Rather than chasing endless technological patches, we should embrace a regenerative approach—one that recognizes soil as a living, self-sustaining system when managed in alignment with natural principles.

  1. Diverse Crop Rotations & Polycultures – Instead of breeding crops to work around degraded soil, we should restore biodiversity in fields. A diverse range of plant species fosters a naturally resilient soil microbiome, reducing reliance on external inputs.
  2. Cover Crops & No-Till Farming – The best way to nourish soil microbes is to keep soil covered year-round with living plants. Cover crops like clover and legumes naturally fix nitrogen, making synthetic fertilisers redundant. No-till farming prevents soil disruption, preserving microbial networks and enhancing fertility.
  3. Holistic Grazing & Perennial Systems – Integrating livestock into cropping systems can regenerate land through managed rotational grazing, mimicking natural ecosystems. Perennial crops, such as agroforestry systems, further stabilize soil and enhance nutrient cycling without the need for genetic modifications.
  4. Rewilding and Agroecology – Instead of modifying crops to enhance microbial interactions, why not restore the microbial balance itself? Agroecological practices, including composting, biochar application, and mycorrhizal inoculation, naturally rebuild soil health without needing engineered plants.
  5. Holistic Management Training – Beyond specific agricultural practices, holistic management training provides a structured framework to guide decision-making for land stewards, farmers, and policymakers. This approach helps align agricultural operations with ecosystem processes, ensuring that soil, water, and biodiversity are managed in a way that enhances resilience and long-term productivity. By integrating financial, social, and ecological outcomes, holistic management empowers farmers to make choices that benefit both their land and their livelihoods.


Conclusion: The Paradigm Shift We Need

While the discovery of microbial-enhancing plant traits may seem promising, it does not represent a fundamental shift in agricultural thinking. It remains a sticking-plaster solution that fails to address the deeper issues of soil health, ecosystem function, and agricultural resilience.

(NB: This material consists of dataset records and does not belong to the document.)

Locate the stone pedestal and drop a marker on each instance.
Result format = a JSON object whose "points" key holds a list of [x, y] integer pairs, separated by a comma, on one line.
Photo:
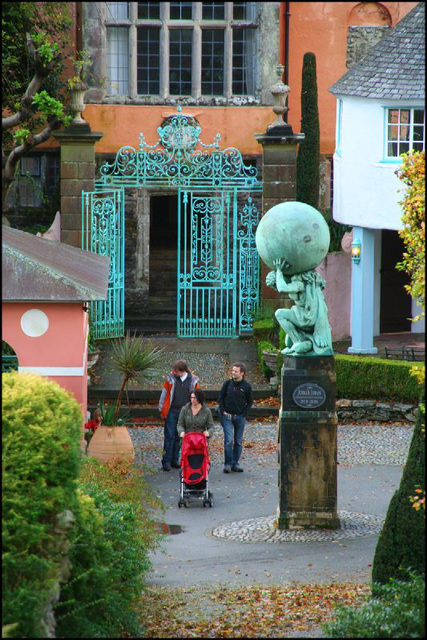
{"points": [[279, 172], [308, 444], [77, 175]]}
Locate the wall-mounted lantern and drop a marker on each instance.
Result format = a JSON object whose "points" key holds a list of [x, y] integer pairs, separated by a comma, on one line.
{"points": [[356, 248]]}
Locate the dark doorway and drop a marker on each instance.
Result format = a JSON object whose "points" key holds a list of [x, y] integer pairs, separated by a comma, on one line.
{"points": [[163, 253], [396, 303]]}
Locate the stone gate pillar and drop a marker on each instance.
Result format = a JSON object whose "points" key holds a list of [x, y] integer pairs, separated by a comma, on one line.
{"points": [[279, 165], [77, 175]]}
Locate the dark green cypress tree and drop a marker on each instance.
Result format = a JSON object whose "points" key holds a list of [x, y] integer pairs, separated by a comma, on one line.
{"points": [[401, 544], [308, 160]]}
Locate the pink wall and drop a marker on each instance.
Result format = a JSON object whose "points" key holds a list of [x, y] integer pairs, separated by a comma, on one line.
{"points": [[63, 345], [336, 270]]}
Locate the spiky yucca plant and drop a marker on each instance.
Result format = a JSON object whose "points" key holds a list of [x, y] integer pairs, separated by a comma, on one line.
{"points": [[136, 360]]}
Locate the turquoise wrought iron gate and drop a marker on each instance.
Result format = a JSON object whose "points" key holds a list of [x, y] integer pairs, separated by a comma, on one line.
{"points": [[218, 265], [103, 231]]}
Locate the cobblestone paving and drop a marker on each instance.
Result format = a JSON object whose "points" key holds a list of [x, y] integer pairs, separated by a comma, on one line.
{"points": [[263, 529], [357, 444], [361, 444]]}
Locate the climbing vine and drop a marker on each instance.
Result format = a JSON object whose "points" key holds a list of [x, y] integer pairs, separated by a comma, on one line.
{"points": [[412, 174]]}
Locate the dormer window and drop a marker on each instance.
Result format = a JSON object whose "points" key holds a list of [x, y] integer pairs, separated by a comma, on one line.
{"points": [[404, 131]]}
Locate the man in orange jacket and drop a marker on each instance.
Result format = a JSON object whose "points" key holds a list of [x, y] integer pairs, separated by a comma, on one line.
{"points": [[175, 394]]}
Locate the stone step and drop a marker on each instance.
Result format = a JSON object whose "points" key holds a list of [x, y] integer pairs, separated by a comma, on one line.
{"points": [[152, 411]]}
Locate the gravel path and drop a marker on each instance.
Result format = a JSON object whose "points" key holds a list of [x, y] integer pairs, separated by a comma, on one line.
{"points": [[361, 444]]}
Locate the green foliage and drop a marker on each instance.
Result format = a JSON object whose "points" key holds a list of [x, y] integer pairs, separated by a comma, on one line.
{"points": [[50, 107], [115, 529], [49, 23], [109, 418], [365, 377], [6, 349], [397, 611], [400, 546], [41, 455], [47, 50], [136, 360], [21, 135], [412, 173], [308, 160]]}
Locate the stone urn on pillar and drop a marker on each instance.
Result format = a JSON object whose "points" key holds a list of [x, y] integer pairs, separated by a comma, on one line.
{"points": [[78, 91], [292, 239], [279, 92]]}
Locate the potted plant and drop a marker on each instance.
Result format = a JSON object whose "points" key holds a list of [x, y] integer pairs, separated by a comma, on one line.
{"points": [[93, 352], [137, 361]]}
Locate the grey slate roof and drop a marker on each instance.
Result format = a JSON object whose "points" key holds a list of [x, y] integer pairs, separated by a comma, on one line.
{"points": [[39, 269], [395, 67]]}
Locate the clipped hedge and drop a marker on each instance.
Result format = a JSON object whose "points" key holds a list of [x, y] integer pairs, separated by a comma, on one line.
{"points": [[41, 458], [365, 377], [400, 547], [114, 530], [397, 611]]}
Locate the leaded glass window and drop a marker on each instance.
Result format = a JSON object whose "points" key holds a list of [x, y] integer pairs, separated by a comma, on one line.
{"points": [[180, 62], [148, 10], [405, 131], [213, 10], [181, 10], [181, 48], [118, 59], [148, 62], [212, 62], [243, 53]]}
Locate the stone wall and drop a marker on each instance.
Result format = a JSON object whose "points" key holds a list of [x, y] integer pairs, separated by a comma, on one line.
{"points": [[375, 411]]}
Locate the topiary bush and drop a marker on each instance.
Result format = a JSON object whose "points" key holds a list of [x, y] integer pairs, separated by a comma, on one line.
{"points": [[397, 611], [365, 377], [308, 159], [41, 433], [401, 544], [114, 531]]}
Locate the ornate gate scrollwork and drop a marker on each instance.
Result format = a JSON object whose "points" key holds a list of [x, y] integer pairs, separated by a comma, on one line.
{"points": [[218, 270]]}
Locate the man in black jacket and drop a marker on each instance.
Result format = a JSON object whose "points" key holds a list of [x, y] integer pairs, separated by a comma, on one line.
{"points": [[235, 400]]}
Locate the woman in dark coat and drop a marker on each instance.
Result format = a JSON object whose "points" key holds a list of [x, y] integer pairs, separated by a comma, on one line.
{"points": [[195, 416]]}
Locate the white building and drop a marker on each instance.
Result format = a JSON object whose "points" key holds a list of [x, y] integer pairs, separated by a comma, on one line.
{"points": [[380, 115]]}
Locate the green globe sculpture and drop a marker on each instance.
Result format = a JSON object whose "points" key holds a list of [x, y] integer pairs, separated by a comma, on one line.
{"points": [[294, 232], [292, 239]]}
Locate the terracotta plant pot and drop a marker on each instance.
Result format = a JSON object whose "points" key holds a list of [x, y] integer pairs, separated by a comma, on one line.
{"points": [[109, 442]]}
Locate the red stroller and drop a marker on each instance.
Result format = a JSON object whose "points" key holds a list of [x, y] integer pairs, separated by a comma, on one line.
{"points": [[195, 465]]}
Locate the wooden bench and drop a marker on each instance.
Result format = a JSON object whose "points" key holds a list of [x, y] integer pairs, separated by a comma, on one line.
{"points": [[414, 354]]}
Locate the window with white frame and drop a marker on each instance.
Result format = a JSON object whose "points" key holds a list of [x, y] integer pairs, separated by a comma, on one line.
{"points": [[183, 49], [404, 131]]}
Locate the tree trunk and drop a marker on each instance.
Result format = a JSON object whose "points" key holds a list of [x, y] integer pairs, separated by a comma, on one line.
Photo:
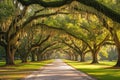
{"points": [[38, 57], [117, 43], [76, 57], [82, 59], [10, 55], [24, 58], [95, 58], [33, 57], [118, 60]]}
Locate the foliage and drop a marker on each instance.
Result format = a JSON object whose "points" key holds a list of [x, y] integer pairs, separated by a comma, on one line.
{"points": [[100, 71]]}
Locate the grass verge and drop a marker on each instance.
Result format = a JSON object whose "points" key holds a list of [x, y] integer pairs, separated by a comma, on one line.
{"points": [[102, 71], [20, 70]]}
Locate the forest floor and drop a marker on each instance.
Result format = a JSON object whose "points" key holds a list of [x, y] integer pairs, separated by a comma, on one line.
{"points": [[58, 70]]}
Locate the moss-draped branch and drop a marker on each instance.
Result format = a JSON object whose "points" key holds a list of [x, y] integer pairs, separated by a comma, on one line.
{"points": [[91, 3]]}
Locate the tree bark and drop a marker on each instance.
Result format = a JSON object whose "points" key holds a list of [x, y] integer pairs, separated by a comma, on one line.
{"points": [[10, 55], [117, 43], [32, 57], [24, 58], [95, 58], [39, 57], [82, 59]]}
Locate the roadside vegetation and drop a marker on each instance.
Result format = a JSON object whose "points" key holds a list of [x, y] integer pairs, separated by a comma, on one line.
{"points": [[102, 71]]}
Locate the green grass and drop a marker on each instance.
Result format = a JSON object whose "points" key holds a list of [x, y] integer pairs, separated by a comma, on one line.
{"points": [[20, 70], [102, 71]]}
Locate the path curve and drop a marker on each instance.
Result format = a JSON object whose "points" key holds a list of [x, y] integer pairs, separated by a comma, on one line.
{"points": [[58, 70]]}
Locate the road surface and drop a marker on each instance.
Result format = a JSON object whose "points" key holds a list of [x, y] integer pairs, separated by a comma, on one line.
{"points": [[58, 70]]}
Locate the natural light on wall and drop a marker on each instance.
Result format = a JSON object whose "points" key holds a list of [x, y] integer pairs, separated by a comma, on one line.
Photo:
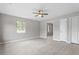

What we need is not another technological patch but a paradigm shift—one that recognizes that soil, plants, and ecosystems already possess the intelligence and complexity to sustain themselves when given the right conditions. Instead of re-engineering crops, we should be restoring landscapes. Instead of optimizing plants for degraded environments, we should be regenerating environments so that all life can thrive naturally.


Holistic management training equips land managers with the tools to make informed, adaptive decisions that work with nature rather than against it. If we are serious about sustainability, we must go beyond these half-measures and embrace a truly holistic, nature-based approach to food production.